Research carried out by Nasa in the Arctic Ocean has revealed the adverse effects of large-scale melting of ice that is depleting the ozone layer.
Researchers found that the ice formation taking place in the Arctic region is seasonal and that unlike the ice usually found in the region, it is thinner and saltier. The formation has given rise to the release of bromine. The chemical reaction taking place when bromine comes in contact with outside heat from the sun or cold temperature is a cause of worry, as it tends to capture the gaseous mercury from the atmosphere and cause, bromine explosions.
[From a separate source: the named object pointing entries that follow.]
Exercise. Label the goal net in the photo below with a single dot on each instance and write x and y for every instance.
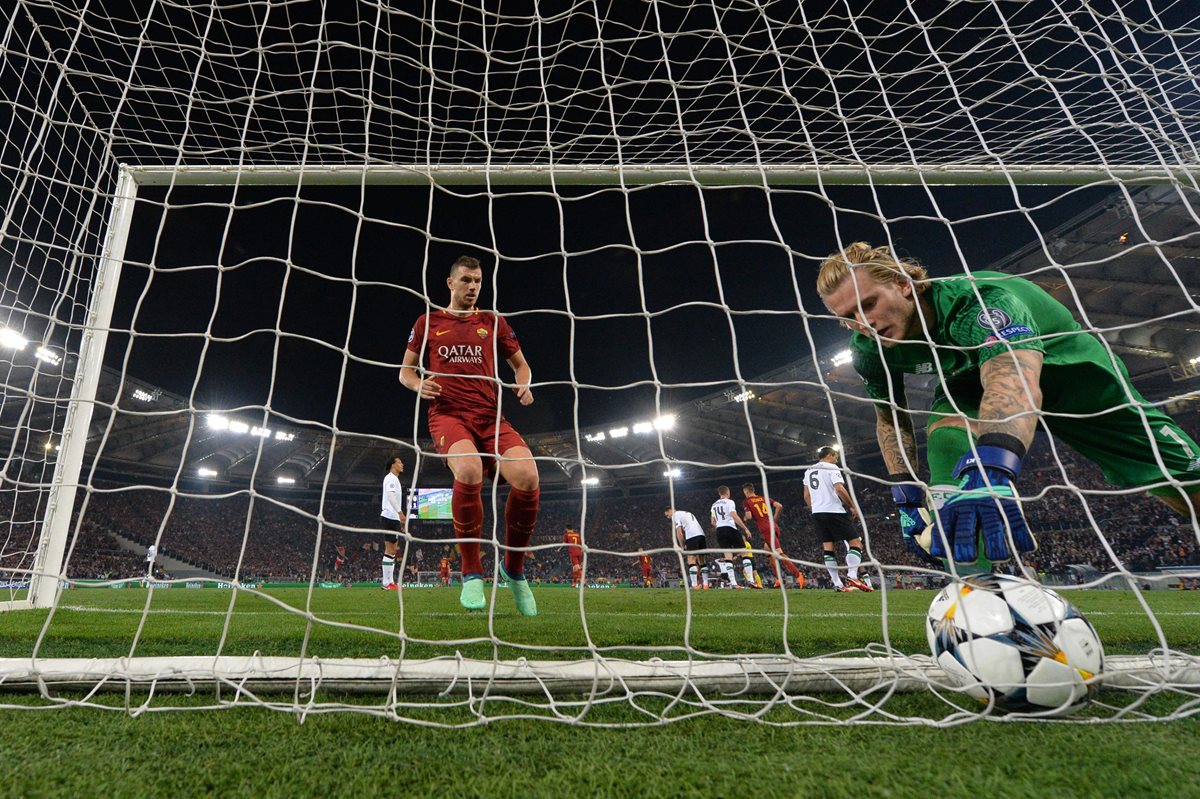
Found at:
(221, 222)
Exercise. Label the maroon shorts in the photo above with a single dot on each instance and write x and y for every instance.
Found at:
(772, 538)
(479, 428)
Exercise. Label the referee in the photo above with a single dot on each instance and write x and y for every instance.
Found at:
(833, 515)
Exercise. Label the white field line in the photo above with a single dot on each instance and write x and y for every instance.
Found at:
(727, 614)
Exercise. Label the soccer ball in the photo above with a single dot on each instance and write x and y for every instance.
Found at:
(1015, 643)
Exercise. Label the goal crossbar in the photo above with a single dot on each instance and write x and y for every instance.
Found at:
(736, 174)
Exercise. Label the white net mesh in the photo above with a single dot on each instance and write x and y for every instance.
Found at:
(247, 397)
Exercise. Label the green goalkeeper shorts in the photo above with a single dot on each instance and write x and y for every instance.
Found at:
(1095, 410)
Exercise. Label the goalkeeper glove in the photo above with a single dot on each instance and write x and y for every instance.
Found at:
(915, 522)
(985, 502)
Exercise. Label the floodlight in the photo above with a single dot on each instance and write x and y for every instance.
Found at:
(48, 355)
(12, 340)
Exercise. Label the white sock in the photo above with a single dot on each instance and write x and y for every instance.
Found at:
(727, 570)
(832, 568)
(852, 560)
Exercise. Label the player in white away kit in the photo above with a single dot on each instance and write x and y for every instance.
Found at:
(833, 511)
(726, 520)
(394, 518)
(690, 536)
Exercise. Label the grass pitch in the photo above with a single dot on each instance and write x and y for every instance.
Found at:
(691, 746)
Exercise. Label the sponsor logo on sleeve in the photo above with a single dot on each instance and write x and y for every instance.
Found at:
(993, 319)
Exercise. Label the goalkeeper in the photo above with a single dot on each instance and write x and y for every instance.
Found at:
(1007, 354)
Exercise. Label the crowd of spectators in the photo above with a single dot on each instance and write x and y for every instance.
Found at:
(1078, 518)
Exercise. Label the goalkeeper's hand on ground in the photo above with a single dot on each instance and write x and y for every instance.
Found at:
(985, 502)
(915, 522)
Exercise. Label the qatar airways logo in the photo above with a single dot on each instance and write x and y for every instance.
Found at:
(462, 353)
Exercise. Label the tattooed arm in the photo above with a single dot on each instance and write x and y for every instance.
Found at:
(1012, 394)
(898, 444)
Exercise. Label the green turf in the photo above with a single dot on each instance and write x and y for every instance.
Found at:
(137, 748)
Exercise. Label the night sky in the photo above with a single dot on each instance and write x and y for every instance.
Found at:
(349, 268)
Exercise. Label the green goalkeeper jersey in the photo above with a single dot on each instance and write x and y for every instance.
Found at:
(1086, 396)
(976, 318)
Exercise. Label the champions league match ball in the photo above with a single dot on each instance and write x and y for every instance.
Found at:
(1014, 643)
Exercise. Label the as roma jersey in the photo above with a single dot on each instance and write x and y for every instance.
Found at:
(460, 354)
(760, 510)
(573, 539)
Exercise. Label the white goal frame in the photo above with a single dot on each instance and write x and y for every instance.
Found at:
(748, 674)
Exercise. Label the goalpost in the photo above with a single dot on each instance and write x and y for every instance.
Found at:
(755, 97)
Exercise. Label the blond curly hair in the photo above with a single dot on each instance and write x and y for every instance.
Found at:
(881, 265)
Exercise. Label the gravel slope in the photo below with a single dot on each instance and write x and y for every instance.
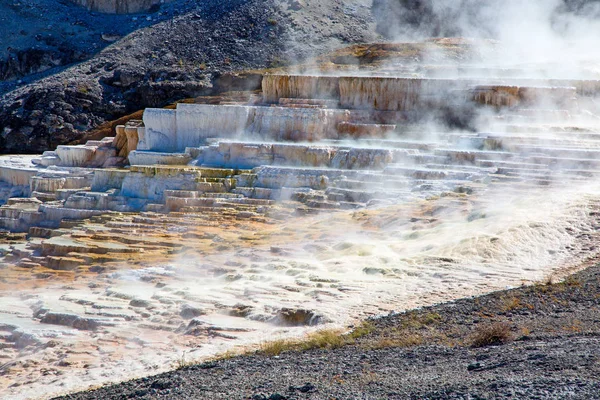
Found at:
(551, 351)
The effect of the explosion contaminates all snow that falls on the surface, releasing pollutant mercury that forms deposits.
The study is slated to be published in the Journal of Geo-Physical Research-Atmosphere.
Bromine explosions were first observed by the research team in the Canadian Arctic over the Beaufort Sea.
Arctic ice melting has been a cause of concern for scientists studying the region but for many it appears to be an opportunity to exploit the melted Arctic region to explore business opportunities and trade routes. One of the discoveries also clarifies that bromine explosions are possible in the lowest layer or the troposphere, as it failed to affect the interiors of Alaska rising to the height of mountains at 6,500 ft high, confirming bromine explosions were only possible in the lowest layer of the atmosphere.
In March 2007 it was noted that perennial ice was at the lowest in fifty years. Researchers believe ice that covered the Arctic and which melted through time was as big as Texas and Arizona combined.